Moneypaks can be used for funding PayPal accounts and to pay phone, cable or credit card bills. But the BBB of Minnesota and North Dakota and the Minnesota Department of Public Safety's (DPS) Alcohol and Gambling Enforcement Division (AGED) say criminals are also using them to fleece consumers.
The BBB and the DPS have recently noted a "significant increase" in various schemes where fraudsters tried or succeeded in collecting payments via MoneyPak for merchandise, advance fee loans or sweepstakes prizes -- all of which turned out to be either fraudulent or nonexistent."Both of our agencies are noticing that more and more scammers are moving away from seeking payments via wire transfer and instead asking consumers to give them money via MoneyPaks," Dana Badgerow, president and CEO of the BBB, said in a statement. "We feel this is likely due to the fact this form of payment is quite convenient -- for both consumers and scammers -- and untraceable."
Any website specifically requesting payment via MoneyPak is likely a scam, the BBB and DPS warn. Consumers should also exercise caution when using MoneyPaks to pay companies or individuals they don't know.

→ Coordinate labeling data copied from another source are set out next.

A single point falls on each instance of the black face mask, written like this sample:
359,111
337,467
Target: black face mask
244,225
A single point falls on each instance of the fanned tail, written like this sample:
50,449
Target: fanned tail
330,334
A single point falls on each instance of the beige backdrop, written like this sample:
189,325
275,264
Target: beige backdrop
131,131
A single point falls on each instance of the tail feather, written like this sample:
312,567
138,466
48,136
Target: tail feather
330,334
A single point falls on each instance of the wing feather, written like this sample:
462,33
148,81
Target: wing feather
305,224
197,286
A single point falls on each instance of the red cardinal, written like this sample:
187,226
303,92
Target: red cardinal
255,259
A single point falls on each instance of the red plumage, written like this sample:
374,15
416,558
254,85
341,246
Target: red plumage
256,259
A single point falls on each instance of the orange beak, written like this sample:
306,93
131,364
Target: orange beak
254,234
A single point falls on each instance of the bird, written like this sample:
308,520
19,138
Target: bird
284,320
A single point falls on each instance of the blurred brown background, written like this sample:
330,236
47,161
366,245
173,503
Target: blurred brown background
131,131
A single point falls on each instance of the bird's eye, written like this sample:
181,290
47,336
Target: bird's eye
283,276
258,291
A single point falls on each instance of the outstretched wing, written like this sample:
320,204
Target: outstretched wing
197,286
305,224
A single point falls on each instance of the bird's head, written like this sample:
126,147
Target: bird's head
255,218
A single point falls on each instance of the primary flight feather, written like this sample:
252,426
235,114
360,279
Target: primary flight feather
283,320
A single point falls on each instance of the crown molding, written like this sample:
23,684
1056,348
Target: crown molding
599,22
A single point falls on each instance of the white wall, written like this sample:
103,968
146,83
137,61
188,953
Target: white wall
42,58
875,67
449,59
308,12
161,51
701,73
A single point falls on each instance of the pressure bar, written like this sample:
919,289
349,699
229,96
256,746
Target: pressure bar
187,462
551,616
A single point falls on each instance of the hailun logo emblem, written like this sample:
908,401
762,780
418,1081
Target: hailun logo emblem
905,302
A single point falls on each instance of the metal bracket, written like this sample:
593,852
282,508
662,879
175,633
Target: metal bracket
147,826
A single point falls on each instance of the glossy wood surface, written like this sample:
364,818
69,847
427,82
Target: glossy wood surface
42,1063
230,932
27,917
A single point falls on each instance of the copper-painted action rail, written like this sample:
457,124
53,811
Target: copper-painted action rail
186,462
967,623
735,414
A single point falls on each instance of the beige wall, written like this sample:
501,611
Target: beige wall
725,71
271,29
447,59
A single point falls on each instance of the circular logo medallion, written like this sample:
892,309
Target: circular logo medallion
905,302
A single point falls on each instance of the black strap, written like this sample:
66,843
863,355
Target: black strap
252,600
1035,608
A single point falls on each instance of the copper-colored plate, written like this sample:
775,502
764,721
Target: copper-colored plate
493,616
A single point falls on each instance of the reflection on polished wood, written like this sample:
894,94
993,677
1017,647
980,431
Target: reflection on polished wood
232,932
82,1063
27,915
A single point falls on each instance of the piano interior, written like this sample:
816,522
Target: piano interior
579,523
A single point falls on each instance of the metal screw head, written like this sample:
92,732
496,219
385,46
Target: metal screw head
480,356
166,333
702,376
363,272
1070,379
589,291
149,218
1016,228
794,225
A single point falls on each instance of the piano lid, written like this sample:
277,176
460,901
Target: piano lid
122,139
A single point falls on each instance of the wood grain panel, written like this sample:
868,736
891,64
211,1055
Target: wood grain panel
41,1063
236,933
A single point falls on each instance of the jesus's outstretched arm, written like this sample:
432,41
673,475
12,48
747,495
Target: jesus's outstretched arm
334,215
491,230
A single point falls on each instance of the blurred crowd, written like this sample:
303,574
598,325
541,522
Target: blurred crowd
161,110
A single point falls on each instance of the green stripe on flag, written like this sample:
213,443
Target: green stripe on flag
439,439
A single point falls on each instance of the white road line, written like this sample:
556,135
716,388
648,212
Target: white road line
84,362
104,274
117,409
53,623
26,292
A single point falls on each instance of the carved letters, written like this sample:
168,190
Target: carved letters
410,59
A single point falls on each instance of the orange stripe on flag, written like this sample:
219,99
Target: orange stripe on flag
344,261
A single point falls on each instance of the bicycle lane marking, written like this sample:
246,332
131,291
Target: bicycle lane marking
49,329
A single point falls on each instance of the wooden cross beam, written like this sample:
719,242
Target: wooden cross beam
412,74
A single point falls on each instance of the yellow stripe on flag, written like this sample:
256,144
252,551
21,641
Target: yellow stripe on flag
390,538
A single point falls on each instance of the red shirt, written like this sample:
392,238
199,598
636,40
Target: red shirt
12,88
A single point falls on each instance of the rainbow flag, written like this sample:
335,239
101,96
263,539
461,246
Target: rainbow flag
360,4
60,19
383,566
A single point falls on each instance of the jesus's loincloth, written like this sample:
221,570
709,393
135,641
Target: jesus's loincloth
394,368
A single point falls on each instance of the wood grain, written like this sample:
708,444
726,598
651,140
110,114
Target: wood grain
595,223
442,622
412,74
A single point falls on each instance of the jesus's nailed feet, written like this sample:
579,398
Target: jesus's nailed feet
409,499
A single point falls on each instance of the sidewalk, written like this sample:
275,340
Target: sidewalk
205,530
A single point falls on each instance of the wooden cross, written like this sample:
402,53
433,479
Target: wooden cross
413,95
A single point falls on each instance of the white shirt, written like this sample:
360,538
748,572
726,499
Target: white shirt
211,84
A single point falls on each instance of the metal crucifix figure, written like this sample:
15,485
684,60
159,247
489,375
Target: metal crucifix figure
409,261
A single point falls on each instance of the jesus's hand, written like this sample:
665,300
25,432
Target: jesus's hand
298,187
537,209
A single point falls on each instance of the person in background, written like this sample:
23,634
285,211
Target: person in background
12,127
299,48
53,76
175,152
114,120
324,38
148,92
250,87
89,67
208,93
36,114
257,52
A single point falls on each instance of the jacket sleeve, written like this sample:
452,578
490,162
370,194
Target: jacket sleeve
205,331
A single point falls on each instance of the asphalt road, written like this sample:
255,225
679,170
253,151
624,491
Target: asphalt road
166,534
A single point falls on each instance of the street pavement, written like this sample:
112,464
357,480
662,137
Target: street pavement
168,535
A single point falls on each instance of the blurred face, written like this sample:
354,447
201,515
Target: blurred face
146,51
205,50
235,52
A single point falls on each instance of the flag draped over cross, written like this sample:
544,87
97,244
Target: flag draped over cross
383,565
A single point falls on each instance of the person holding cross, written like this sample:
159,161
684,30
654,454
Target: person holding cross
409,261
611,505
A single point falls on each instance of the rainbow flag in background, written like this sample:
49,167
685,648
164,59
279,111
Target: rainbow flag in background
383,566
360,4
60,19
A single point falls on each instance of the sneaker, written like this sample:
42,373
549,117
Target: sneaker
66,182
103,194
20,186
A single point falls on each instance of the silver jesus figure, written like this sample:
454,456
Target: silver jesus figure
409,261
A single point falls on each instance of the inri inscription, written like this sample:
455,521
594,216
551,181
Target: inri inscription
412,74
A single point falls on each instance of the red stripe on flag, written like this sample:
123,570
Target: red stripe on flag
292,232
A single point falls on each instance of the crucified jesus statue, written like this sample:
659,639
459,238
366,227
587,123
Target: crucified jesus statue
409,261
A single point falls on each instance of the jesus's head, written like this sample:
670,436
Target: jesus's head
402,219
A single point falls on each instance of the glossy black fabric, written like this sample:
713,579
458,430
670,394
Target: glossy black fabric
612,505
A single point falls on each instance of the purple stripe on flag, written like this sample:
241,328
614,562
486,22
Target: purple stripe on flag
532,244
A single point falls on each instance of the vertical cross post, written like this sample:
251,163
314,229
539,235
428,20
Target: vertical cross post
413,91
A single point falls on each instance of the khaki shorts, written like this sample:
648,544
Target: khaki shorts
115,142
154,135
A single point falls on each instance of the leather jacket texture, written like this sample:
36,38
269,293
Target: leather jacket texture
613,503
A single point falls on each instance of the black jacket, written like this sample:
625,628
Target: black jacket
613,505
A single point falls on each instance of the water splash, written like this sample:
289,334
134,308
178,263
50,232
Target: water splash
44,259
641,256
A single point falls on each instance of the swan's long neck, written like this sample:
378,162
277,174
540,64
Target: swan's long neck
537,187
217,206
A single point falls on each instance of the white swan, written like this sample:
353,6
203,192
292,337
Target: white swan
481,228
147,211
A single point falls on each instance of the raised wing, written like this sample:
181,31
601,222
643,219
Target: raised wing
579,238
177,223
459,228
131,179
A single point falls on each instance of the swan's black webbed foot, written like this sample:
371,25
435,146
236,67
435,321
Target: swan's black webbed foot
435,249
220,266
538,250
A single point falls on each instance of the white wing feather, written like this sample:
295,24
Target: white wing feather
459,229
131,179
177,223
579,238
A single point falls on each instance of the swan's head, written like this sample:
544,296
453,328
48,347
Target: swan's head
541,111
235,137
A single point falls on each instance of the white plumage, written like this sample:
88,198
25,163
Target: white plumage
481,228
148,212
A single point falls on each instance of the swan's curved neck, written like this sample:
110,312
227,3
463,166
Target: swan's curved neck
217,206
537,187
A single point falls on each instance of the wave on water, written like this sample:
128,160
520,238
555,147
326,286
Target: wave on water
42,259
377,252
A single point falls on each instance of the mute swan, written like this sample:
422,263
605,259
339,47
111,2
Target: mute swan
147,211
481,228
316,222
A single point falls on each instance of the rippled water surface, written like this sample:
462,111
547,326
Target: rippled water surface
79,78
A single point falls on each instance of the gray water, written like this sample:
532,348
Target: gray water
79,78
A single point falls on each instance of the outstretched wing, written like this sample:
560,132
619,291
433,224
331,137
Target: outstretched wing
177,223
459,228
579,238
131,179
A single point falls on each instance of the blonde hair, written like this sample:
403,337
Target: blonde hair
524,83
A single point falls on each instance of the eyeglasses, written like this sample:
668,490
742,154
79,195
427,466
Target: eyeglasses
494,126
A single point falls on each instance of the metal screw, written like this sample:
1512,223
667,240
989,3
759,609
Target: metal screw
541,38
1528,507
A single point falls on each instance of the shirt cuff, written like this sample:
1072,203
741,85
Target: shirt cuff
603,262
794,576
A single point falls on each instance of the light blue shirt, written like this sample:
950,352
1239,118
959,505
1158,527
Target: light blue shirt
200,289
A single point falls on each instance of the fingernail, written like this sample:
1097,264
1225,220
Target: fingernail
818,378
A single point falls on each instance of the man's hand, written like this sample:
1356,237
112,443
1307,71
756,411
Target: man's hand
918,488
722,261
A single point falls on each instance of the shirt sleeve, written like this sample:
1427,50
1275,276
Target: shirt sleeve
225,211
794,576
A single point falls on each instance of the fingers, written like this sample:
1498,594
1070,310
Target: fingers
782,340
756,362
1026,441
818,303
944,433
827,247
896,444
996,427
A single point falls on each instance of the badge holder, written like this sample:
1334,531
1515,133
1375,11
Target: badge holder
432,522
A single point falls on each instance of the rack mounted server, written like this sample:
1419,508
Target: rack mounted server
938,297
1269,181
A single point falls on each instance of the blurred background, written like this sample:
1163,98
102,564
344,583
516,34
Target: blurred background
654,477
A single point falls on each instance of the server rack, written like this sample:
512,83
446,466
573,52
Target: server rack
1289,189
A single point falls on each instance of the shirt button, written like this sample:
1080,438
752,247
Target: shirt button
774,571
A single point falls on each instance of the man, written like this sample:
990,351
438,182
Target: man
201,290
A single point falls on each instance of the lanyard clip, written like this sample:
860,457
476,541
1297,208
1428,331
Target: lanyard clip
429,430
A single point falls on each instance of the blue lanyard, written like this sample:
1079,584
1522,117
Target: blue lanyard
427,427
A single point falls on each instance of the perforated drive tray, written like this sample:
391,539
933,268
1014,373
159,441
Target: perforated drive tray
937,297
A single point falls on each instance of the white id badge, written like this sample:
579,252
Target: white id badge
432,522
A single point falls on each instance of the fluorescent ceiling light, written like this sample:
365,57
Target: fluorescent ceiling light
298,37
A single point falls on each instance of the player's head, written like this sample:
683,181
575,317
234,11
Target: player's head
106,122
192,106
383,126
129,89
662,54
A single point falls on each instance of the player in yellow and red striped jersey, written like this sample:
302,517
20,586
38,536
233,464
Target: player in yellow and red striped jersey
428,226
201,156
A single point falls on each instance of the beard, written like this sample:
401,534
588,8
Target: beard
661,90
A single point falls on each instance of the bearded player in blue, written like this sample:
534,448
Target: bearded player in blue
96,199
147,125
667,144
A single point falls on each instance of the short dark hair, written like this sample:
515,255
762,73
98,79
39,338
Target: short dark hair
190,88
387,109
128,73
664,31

MoneyPak users also need to remember that anyone they share their card number with has instant access to their funds. Con artist, says AGED agent Bill White, trick consumers to load their MoneyPak cards with cash and divulge the card number, allowing them to siphon the cards dry.
In recent weeks, the BBB and DPS have received reports from consumers who:
- Were asked to pay advance fees on bogus loans with MoneyPaks.
- Were informed they'd won hundreds of thousands of dollars, but needed to pay an advance fee with their MoneyPak card to claim their winnings.
- Purchased heavily discounted home exercise equipment they found advertised on a fraudulent website (www.directhomefitness.com) but, after paying hundreds of dollars with MoneyPak cards, learned the merchandise was nonexistent.
To avoid falling for MoneyPak scams, consumers should:
- Be wary of websites or Craigslist advertisements linking to websites where customers are specifically asked to pay with a MoneyPak card.
- Never give their MoneyPak number to someone they don't know.
- Remember that advance-fee loan offers are illegal and targeted at customers and companies struggling with debt and poor credit.
- Remember that if you're told you have pay to a fee -- via MoneyPak or wire transfer -- to collect a cash prize or sweepstakes winnings, you're being scammed.
- Avoid offers that don't accept credit card payments and require you to purchase a MoneyPak and provide the card number via email or by phone.
- Beware of websites requesting MoneyPak as a form of payment even if they display the MoneyPak or Green Dot logo. Consumers should check www.moneypak.com for a list of approved MoneyPak partners.
- Treat their MoneyPak cards like cash. Unlike credit cards, MoneyPak transactions can never be reversed.
The Green Dot Corporation is well aware of the problem and warns consumers on the homepage of their site to beware of scams involving MoneyPak cards. The company's homepage also provides a link to a separate page with tips on avoiding MoneyPak fraud, as well as details on a number of common scams.
Consumers who have been scammed by fraudulent offers involving Green Dot MoneyPaks should contact their local law enforcement and file a claim, as well as complain to their state's consumer protection bureaus and the Federal Trade Commission.